Burnside, now 40, pays tribute to his grandfather in other ways as well. Stepping up to the microphone for a performance in Des Moines, Iowa he said, "This is a song I used to hear my "Big Daddy" play all the time."

Then, just like his grandfather used to, Burnside started plucking the strings on his guitar to kick off the song, "Just Like A Woman."

"There was Adam had to make a bee, that eve had to messin' that old apple tree," he sang to the backdrop of a stuttering notes. "Just like a woman ... just like a woman they'll do it every time."

This is a style that strips the music to the bone, according to Greg Johnson, a blues curator at the University of Mississippi.

"The emphasis is really on the rhythmic drive of the piece," Johnson said. "You get a little riff going, a little groove going in the guitar. A lot of times you won't change to another chord."

Burnside prefers to call the unorthodox style, "feel music." It's what his grandfather used to play on the weekends, after working as a sharecropper during the day.

In the documentary "You See Me Laughin': The Last of the Hill Country Bluesmen," R.L. spoke about his own humble origins and said, "We'd play, man, from 8 o'clock till 3 or 4 o'clock in the morning. Probably get 3 dollars."

Everything changed when R.L. was signed to Fat Possum Records in the 1990s and started playing in rock clubs across the country. Some of R.L.'s music was featured in the Sopranos, helping the music reach an even wider audience.

Despite the success, R.L. never moved out of his rural home. Instead, he opened his home up for more family members to stay.

"He would give you the shirt off his back. I mean literally," Burnside said. "But he always kept that .38 in his left pocket. Know what I'm saying? He never took that out."

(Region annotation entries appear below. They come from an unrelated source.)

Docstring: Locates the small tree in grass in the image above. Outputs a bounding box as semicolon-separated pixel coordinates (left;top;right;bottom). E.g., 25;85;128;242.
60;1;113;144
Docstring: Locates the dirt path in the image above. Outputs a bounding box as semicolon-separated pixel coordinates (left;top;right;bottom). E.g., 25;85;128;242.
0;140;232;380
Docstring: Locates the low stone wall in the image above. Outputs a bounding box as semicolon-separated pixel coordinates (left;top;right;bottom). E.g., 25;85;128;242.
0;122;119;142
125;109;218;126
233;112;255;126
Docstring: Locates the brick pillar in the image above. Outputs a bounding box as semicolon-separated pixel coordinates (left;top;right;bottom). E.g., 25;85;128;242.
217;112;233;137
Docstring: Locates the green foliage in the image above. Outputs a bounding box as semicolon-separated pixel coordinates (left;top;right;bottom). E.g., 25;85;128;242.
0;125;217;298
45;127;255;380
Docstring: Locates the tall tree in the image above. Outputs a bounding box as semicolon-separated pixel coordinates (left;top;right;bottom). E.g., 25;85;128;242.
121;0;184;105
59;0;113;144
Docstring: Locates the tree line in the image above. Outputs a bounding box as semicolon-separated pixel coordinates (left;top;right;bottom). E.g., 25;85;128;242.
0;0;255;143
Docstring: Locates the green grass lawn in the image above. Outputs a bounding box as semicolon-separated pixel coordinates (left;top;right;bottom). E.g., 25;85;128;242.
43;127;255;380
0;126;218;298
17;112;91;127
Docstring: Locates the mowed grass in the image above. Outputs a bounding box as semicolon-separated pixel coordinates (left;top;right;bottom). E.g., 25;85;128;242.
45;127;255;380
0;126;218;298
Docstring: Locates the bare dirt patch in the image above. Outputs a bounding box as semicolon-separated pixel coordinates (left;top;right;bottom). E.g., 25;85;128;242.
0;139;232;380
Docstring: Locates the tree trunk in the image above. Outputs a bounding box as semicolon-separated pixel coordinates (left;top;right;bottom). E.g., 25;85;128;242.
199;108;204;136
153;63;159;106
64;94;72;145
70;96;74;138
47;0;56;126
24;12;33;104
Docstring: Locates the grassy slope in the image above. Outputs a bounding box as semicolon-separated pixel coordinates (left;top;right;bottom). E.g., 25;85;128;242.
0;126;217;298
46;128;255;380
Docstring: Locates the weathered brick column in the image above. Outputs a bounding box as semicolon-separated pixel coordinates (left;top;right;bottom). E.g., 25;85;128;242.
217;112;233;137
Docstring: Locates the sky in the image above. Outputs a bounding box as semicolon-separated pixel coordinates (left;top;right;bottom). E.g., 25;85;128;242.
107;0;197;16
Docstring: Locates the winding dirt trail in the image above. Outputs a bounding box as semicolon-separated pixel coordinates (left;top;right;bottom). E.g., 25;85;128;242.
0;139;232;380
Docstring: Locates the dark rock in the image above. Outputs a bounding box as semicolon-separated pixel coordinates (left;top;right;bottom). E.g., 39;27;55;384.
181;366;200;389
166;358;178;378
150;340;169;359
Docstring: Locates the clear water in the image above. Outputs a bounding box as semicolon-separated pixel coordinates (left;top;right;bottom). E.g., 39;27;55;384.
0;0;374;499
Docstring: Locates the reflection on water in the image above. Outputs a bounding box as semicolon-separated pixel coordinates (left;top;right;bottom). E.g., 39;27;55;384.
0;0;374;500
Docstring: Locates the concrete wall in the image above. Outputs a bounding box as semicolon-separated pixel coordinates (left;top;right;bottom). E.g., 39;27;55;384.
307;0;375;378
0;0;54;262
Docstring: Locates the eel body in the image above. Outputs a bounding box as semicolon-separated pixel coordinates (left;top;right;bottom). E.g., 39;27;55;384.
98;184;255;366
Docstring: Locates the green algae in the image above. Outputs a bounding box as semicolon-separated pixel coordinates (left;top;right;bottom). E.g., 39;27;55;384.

Burnside's career was inspired by his grandfather's attitude toward success. Now, he in turn inspires his older cousin, Kent Burnside, who is also a blues musician and who grew up in the same house as Burnside.

"I'm like, he did it," Kent said. "I just gotta find a different way of doing it because everybody's method ain't the same, y'know what I'm sayin'? But I knew it was possible."

Burnside wants to be known as more than R.L. Burnside's grandson, but still wants to pay tribute to his grandfather, who died in 2005.

"Before I leave this world I want to make my mark," Burnside said. "That's what I'm trying to do right, but as I do that, I want to not forget where I come from and where I learned it from, which is R.L. Burnside."